Identify one (or two) specific skills you need in the moment
Flowers, who ran hurdles at the post-collegiate level before becoming a psychologist, said to focus specifically on what skills serve the moment.
For himself in a hurdles race, one example might be focusing on “exploding” when he hears the gun. For someone in a team sport, it might be focusing on your role specifically.
Although what this will look like in your life varies depending on the event or discipline, the basic idea is to have a general awareness of what you require to achieve your goal. Then, simplify it for yourself.
Remember to breathe and connect to your body
When it comes to mind and body, “there’s more of an overlap than we think,” Heil said. By manipulating our body and its position, including our line of sight, we can shift our focus and mental state.
When a soccer player is stressed out while playing, for example, Heil advises them to follow the ball with their eyes.
“Your thinking tends to follow what your eyes are looking at in an action environment,” Heil said.
Although this advice is more for athletes, you can try it outside the sports arena, at your desk. If something is causing you stress and you notice yourself hunched over and staring at your screen, try straightening your posture and looking out the window. Make a mental note of what you see.
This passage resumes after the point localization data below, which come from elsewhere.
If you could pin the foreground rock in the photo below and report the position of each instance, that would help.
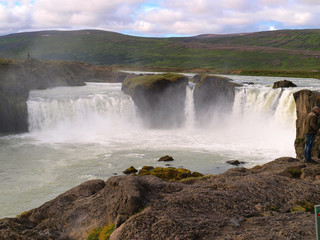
(305, 101)
(273, 201)
(213, 98)
(160, 98)
(17, 78)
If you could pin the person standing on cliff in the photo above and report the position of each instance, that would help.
(311, 129)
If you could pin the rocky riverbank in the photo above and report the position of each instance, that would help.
(273, 201)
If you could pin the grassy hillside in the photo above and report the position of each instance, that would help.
(274, 50)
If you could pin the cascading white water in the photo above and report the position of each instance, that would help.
(189, 106)
(72, 111)
(275, 104)
(89, 132)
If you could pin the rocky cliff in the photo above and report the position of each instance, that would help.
(305, 101)
(273, 201)
(213, 97)
(160, 98)
(17, 78)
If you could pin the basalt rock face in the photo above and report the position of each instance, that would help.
(283, 84)
(266, 202)
(17, 78)
(160, 99)
(305, 101)
(213, 98)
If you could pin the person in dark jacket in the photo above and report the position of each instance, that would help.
(311, 129)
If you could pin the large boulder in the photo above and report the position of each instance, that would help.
(273, 201)
(160, 98)
(213, 97)
(283, 84)
(305, 101)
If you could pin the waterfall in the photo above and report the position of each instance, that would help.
(189, 106)
(97, 107)
(94, 105)
(273, 104)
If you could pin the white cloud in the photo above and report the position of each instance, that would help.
(159, 17)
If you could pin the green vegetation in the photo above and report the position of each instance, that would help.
(295, 50)
(101, 233)
(295, 172)
(148, 80)
(303, 206)
(169, 173)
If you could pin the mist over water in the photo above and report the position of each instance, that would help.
(94, 131)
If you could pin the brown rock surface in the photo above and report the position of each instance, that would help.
(213, 97)
(160, 98)
(265, 202)
(305, 101)
(283, 84)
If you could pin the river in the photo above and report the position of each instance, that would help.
(82, 133)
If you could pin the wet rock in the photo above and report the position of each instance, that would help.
(305, 100)
(130, 170)
(257, 203)
(235, 162)
(160, 98)
(166, 158)
(283, 84)
(169, 173)
(213, 97)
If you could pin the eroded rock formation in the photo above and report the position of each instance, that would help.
(305, 101)
(273, 201)
(160, 98)
(283, 84)
(213, 98)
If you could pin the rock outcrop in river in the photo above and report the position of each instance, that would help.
(213, 97)
(160, 98)
(273, 201)
(17, 78)
(305, 101)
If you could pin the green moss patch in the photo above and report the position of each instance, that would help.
(303, 206)
(169, 173)
(101, 233)
(148, 80)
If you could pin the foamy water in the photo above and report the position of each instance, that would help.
(89, 132)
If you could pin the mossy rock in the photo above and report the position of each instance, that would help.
(295, 172)
(130, 170)
(101, 233)
(166, 158)
(169, 173)
(303, 206)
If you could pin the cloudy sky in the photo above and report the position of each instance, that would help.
(160, 18)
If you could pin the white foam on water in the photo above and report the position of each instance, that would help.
(82, 133)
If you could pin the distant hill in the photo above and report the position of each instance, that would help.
(272, 50)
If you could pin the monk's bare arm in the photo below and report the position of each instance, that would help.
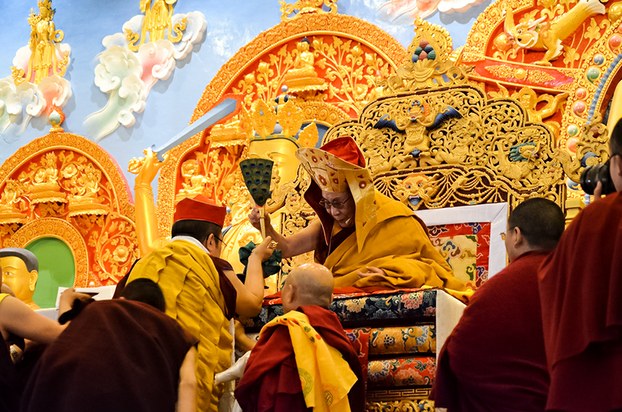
(250, 293)
(301, 242)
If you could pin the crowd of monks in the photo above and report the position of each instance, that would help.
(543, 334)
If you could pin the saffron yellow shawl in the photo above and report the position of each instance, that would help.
(395, 241)
(326, 378)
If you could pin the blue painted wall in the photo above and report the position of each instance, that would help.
(230, 25)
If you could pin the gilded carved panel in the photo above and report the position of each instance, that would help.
(64, 186)
(561, 59)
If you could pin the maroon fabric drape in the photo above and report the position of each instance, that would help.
(494, 360)
(271, 381)
(581, 293)
(117, 355)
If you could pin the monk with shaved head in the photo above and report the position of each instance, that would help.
(303, 359)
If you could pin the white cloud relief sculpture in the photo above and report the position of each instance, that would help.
(36, 86)
(127, 76)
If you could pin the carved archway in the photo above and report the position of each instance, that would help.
(64, 186)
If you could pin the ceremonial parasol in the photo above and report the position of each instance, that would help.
(257, 175)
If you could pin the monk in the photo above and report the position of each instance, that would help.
(201, 290)
(581, 291)
(365, 238)
(116, 355)
(307, 344)
(494, 360)
(18, 320)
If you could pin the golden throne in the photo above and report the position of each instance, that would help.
(436, 134)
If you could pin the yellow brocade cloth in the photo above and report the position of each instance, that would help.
(393, 240)
(326, 378)
(190, 283)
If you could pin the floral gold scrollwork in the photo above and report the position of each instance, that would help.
(78, 186)
(350, 69)
(430, 62)
(301, 7)
(592, 148)
(475, 150)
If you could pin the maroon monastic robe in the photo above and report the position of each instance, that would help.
(271, 381)
(494, 359)
(581, 291)
(117, 355)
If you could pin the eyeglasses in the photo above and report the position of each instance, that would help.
(335, 204)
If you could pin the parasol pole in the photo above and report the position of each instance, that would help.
(262, 221)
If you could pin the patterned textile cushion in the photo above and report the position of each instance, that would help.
(419, 339)
(381, 308)
(403, 371)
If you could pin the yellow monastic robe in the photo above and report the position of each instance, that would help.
(394, 241)
(191, 287)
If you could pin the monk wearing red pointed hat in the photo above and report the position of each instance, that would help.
(201, 290)
(365, 238)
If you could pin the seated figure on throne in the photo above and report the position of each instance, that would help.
(366, 239)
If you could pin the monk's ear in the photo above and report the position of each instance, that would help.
(518, 237)
(288, 294)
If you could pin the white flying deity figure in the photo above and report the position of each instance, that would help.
(36, 85)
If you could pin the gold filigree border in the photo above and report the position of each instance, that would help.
(320, 112)
(58, 229)
(485, 24)
(341, 26)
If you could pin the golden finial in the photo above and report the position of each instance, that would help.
(290, 11)
(284, 120)
(56, 118)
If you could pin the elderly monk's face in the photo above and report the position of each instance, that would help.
(16, 276)
(341, 207)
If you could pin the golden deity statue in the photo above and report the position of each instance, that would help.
(277, 136)
(20, 271)
(303, 76)
(44, 60)
(158, 17)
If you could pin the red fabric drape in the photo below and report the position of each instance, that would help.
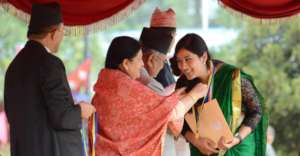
(266, 9)
(80, 12)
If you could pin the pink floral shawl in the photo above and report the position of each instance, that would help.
(132, 119)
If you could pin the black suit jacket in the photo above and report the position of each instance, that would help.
(43, 118)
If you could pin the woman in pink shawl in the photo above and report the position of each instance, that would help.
(132, 119)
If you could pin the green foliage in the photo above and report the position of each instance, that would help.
(271, 53)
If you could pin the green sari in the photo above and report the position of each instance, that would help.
(255, 143)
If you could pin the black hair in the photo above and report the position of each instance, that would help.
(121, 48)
(193, 43)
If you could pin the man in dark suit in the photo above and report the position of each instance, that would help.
(44, 121)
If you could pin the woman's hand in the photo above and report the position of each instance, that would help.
(180, 92)
(206, 146)
(223, 145)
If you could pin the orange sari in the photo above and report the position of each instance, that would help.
(132, 118)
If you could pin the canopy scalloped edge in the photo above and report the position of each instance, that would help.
(255, 19)
(80, 29)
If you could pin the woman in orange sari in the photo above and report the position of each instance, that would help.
(132, 118)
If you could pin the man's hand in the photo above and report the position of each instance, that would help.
(86, 109)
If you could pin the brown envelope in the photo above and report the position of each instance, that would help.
(212, 123)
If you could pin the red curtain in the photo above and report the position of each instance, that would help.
(82, 12)
(266, 9)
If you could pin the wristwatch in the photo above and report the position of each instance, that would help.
(237, 135)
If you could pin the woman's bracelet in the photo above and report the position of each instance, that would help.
(193, 99)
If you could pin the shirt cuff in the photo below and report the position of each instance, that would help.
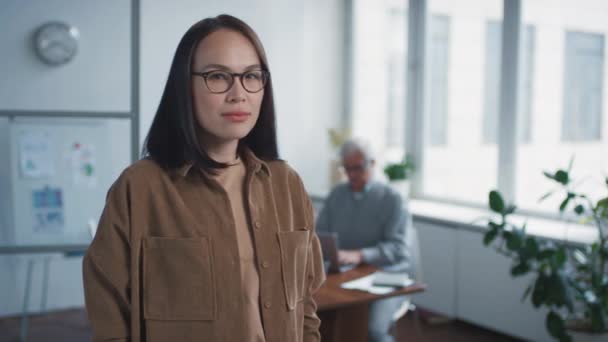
(370, 255)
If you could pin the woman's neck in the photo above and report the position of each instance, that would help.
(221, 151)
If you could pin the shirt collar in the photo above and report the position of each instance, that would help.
(360, 194)
(252, 163)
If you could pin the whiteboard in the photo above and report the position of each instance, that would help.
(59, 171)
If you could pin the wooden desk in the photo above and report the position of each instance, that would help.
(344, 313)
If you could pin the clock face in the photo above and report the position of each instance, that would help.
(56, 43)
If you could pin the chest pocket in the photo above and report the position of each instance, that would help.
(294, 251)
(178, 279)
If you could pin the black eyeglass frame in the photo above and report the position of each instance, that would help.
(233, 75)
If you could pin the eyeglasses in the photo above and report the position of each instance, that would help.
(355, 168)
(219, 81)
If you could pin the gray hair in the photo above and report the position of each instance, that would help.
(357, 145)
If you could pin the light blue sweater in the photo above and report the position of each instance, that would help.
(374, 221)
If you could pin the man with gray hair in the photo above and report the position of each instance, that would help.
(371, 220)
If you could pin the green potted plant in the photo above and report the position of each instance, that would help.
(399, 174)
(570, 281)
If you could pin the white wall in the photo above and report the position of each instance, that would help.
(471, 282)
(303, 40)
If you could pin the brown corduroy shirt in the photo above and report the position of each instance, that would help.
(164, 264)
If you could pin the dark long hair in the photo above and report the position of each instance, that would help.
(172, 139)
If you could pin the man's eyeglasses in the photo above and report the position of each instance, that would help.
(219, 81)
(354, 168)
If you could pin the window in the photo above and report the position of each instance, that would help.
(457, 166)
(567, 102)
(583, 86)
(439, 45)
(492, 83)
(396, 71)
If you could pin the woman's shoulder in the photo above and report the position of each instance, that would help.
(138, 174)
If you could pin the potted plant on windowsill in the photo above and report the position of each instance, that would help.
(570, 281)
(399, 174)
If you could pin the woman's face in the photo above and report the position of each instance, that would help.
(229, 116)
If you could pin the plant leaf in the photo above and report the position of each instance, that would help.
(527, 292)
(564, 203)
(539, 294)
(490, 236)
(555, 325)
(579, 209)
(510, 209)
(560, 258)
(544, 197)
(520, 269)
(497, 204)
(570, 163)
(562, 177)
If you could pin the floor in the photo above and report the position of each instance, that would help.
(72, 325)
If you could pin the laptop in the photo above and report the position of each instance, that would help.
(329, 247)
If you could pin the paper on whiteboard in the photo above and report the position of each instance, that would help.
(366, 284)
(35, 159)
(369, 283)
(47, 206)
(84, 168)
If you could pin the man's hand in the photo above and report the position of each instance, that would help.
(350, 257)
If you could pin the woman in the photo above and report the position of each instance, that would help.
(209, 238)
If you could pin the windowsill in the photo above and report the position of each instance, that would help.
(463, 217)
(472, 219)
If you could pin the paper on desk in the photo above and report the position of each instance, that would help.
(366, 284)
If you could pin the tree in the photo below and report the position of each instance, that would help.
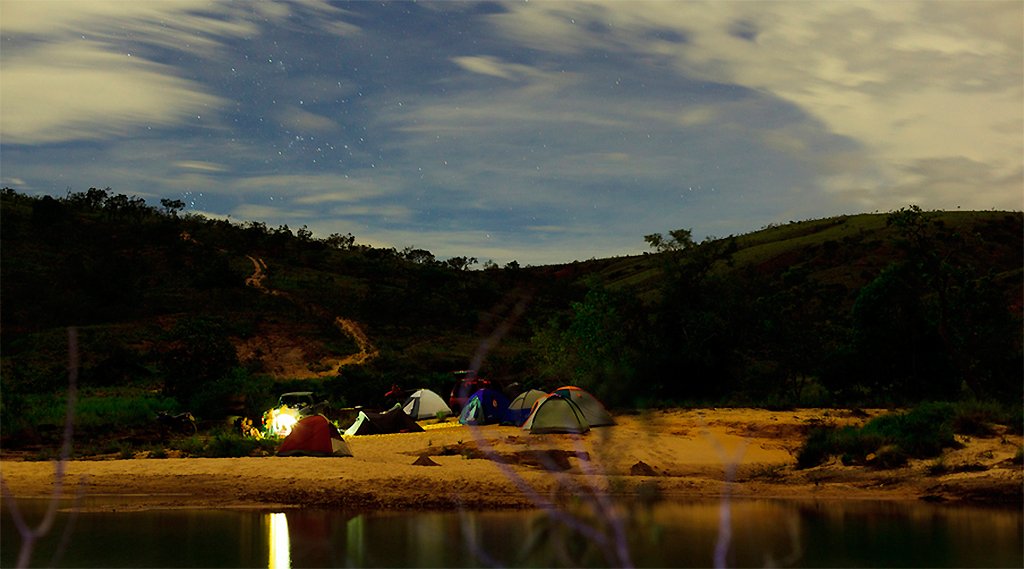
(461, 263)
(172, 207)
(200, 353)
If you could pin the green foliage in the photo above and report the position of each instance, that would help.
(600, 348)
(91, 410)
(863, 309)
(890, 439)
(223, 445)
(199, 355)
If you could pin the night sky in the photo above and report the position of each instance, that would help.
(541, 132)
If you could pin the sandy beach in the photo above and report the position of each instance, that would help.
(668, 454)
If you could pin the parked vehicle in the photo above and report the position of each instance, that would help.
(467, 383)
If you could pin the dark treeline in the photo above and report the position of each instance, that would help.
(873, 309)
(924, 306)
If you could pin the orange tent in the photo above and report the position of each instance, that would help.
(313, 436)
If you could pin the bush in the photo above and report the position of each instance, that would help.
(892, 439)
(224, 445)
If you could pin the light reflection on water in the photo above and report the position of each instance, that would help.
(763, 533)
(280, 556)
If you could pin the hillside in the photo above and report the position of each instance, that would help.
(174, 303)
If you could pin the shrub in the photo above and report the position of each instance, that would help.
(922, 433)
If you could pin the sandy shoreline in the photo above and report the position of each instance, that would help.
(673, 454)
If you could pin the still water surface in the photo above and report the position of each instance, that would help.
(745, 533)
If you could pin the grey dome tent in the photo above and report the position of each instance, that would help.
(425, 404)
(555, 413)
(392, 421)
(595, 412)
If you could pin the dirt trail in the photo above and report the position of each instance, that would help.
(367, 350)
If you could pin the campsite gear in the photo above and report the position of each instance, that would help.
(391, 421)
(520, 406)
(555, 413)
(313, 436)
(467, 383)
(425, 404)
(595, 412)
(484, 407)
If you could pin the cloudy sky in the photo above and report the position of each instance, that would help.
(537, 131)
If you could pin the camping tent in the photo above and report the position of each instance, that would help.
(555, 413)
(392, 421)
(520, 406)
(313, 436)
(595, 412)
(425, 404)
(484, 406)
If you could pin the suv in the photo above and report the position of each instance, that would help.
(303, 402)
(466, 385)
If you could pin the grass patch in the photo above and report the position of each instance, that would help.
(95, 410)
(886, 441)
(223, 445)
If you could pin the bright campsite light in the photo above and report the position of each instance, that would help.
(281, 550)
(280, 421)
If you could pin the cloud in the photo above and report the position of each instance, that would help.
(87, 70)
(201, 166)
(913, 83)
(75, 92)
(298, 120)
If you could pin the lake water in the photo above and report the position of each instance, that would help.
(737, 533)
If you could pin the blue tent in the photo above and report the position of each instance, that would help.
(485, 406)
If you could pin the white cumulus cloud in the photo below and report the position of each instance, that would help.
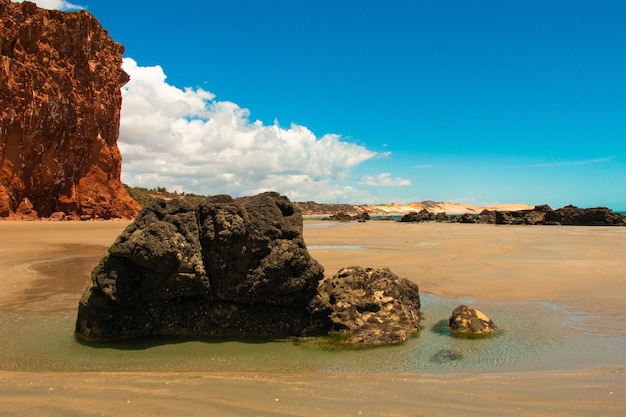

An age-old trick to calm the nerves, according to the experts we spoke with, is breathing. Taking deep breaths and focusing on the breath in your body is a great way to steady yourself and connect to the moment. Check out our beginning guide on how to breathe to relieve stress.
Make time each day for one thing around the house you don’t like doing
Cody Commander is a clinical and sports psychologist who was the Olympic mental health officer for the 2020 Tokyo Games. One major difference between people who make it to the top in terms of athletic performance (or any other type of performance) is simply their discipline in actually doing what needs to be done to meet their goal, in following the tips and using the tricks, according to Commander.
“I think a misperception a lot of people have is that for high performers, there are groundbreaking techniques that people are using that separates them from everyone else,” Commander said. “And it’s not really that the techniques are novel or new, it’s just that they actually do them.”
Commander added that one of the biggest differences he sees in people who achieve a lot of success in any field is their choice to do something they don’t want to do but know they need to do to accomplish their goal.
An exercise he’s given people to practice is to pick a chore each day around the house that you really don’t like doing and just do it. This will get you in the habit of making time for less-than-pleasurable activities. (Who knows, maybe your judgment or your distaste for the task will melt away as the chore becomes part of a new routine or your perspective shifts.)
Keep exactly what you want in mind — always
Flowers has an email signature that says, “Greatness is an appreciation for maximizing the details. So make sure you know how.”
When I asked him what that original quote means, he said it boils down to “verifying what you want — what decisions will you make and the energy and effort you’re going to put toward that.”
We’ve written about why it’s important to identify your want (not your parents’ want, or your boss’ want, or what you think you should want, based on your life trajectory so far), but the same thread proves to be crucial to professional athletic performance, too. Performance in any other realm of life, it seems.
In other words: What’s setting your soul on fire?
“You have to know what you’re actually working toward,” Flowers said.